As of today, no study results have clearly documented that carotid revascularization improves cognition, so this hypothesis needs further testing, she cautioned.

Her study enrolled people during 2005-2010 who had no history of stroke or transient ischemic attack, who were also negative for other markers of poor cognitive function: heart failure, proximal internal carotid artery occlusion, a low score (less than 26) on the Mini Mental State Examination (MMSE), and severe stenosis of an intracranial or vertebro/basilar artery. The study group included 126 patients with ultrasound evidence for at least 60% occlusion of both carotid arteries, 73 patients with this level of occlusion in their left carotid, 75 with this occlusion in their right carotid, and 56 controls without occlusion in either carotid. Patients’ average age was 70 years, two-thirds were men, and their average MMSE score was 27.

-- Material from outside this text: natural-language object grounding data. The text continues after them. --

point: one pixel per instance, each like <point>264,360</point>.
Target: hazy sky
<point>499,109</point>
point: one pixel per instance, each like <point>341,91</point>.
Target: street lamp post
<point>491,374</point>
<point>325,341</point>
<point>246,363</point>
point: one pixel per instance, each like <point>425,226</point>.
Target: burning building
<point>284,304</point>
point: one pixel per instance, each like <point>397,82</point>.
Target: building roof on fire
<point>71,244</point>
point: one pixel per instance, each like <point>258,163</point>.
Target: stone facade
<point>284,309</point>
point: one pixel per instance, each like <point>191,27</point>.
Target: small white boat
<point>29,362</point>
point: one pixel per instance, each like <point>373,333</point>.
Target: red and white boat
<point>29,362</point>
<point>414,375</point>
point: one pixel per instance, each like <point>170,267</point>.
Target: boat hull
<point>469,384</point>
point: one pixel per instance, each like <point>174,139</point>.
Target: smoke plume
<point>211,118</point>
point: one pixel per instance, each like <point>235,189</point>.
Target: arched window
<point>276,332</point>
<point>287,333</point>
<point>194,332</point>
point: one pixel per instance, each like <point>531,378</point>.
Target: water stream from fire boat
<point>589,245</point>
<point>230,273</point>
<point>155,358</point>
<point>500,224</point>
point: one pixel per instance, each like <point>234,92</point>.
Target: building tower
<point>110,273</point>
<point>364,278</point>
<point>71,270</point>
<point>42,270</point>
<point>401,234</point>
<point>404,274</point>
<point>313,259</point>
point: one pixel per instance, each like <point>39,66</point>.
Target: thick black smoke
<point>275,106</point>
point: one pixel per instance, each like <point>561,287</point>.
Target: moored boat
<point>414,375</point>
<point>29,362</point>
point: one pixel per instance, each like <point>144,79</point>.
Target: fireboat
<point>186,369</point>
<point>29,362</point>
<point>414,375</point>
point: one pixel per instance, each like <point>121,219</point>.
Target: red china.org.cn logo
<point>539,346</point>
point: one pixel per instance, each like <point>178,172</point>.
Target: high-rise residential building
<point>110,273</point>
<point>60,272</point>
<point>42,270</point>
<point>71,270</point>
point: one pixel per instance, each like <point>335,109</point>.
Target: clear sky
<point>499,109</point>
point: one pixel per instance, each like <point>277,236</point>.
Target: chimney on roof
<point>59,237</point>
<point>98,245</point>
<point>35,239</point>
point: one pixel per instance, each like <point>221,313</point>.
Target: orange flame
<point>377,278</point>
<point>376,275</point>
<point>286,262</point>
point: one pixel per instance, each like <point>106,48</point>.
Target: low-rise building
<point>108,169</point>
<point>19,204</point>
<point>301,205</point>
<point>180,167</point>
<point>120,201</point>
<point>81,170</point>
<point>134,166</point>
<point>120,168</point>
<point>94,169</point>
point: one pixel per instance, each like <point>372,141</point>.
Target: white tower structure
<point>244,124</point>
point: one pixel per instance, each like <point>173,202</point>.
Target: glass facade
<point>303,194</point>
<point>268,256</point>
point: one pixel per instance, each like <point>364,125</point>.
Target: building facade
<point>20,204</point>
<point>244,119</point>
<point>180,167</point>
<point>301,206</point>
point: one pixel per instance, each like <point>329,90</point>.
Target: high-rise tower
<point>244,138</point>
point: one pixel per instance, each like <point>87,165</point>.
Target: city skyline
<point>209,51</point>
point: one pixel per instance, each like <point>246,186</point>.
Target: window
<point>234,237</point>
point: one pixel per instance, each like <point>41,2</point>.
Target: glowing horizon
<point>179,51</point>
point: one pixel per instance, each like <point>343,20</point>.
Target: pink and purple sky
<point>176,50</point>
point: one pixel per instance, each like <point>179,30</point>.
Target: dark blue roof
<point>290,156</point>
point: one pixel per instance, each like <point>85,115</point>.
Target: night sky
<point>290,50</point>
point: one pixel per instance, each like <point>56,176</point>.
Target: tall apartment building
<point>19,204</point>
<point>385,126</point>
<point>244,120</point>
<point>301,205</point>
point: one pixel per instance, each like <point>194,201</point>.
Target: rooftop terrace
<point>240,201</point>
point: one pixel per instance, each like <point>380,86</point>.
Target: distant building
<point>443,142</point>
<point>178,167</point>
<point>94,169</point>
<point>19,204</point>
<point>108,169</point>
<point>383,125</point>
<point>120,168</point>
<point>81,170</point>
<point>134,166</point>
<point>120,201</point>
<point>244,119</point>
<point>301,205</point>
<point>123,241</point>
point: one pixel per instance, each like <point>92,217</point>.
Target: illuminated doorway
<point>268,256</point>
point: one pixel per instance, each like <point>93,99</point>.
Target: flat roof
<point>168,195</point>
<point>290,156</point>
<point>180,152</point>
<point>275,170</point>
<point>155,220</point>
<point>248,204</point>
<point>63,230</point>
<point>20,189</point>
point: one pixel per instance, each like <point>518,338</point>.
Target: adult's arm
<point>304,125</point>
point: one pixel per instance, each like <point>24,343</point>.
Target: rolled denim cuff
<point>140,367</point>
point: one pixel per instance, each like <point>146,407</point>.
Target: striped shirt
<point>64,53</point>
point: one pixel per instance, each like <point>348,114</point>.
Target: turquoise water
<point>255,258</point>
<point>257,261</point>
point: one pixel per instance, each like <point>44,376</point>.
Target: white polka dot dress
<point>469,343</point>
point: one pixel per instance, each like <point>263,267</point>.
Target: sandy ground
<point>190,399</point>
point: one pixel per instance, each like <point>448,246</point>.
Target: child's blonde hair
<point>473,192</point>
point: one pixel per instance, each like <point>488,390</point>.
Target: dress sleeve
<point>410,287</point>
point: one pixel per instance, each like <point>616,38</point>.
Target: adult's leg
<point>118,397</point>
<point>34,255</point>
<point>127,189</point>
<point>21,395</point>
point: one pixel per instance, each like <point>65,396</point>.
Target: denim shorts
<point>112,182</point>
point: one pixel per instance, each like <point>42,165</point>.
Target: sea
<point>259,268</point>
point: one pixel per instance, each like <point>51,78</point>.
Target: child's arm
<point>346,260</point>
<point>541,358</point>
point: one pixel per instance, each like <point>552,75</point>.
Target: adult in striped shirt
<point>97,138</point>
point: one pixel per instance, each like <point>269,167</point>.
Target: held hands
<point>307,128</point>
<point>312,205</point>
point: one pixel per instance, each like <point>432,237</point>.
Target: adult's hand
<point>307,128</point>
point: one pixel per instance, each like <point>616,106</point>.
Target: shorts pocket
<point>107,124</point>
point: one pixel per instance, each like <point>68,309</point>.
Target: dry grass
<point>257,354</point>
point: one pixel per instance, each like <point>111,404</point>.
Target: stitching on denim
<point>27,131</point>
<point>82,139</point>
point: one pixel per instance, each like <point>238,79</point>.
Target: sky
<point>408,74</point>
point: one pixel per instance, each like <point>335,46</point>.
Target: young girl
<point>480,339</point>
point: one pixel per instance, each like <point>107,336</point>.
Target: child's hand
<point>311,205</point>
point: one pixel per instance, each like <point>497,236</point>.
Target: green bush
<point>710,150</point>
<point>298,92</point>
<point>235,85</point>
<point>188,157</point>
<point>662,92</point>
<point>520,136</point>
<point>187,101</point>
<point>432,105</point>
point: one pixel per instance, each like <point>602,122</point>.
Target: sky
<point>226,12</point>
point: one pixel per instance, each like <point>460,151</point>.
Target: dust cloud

All participants underwent assessment by four cognitive evaluations: the phonemic verbal fluency test and the categorical verbal fluency test – both designed to assess cognition in the left brain – and the Raven Colored Progressive Matrices Test and the Rey-Osterrieth Complex Figure Test, both of which assess right-brain function. The researchers also quantified cerebrovascular reactivity during hypercapnia using transcranial Doppler to assess cerebral hemodynamics during breath holding, the Breath Holding Index.

In each of the four cognitive evaluations, patients with bilateral carotid stenosis showed significant impairments, compared with the controls, in both brain hemispheres. In comparison, the patients with unilateral stenosis showed significant impairments only in the brain hemisphere directly connected to their stenotic carotid artery.

A similar pattern occurred in a subgroup of patients assessed for cerebrovascular reactivity. Patients with impaired reactivity in the left hemisphere showed impaired cognition in the two evaluations of left-brain function, whereas patients with impaired reactivity in the right hemisphere showed impaired cognition in the right-brain evaluations.

Dr. Balucani said that she had no disclosures.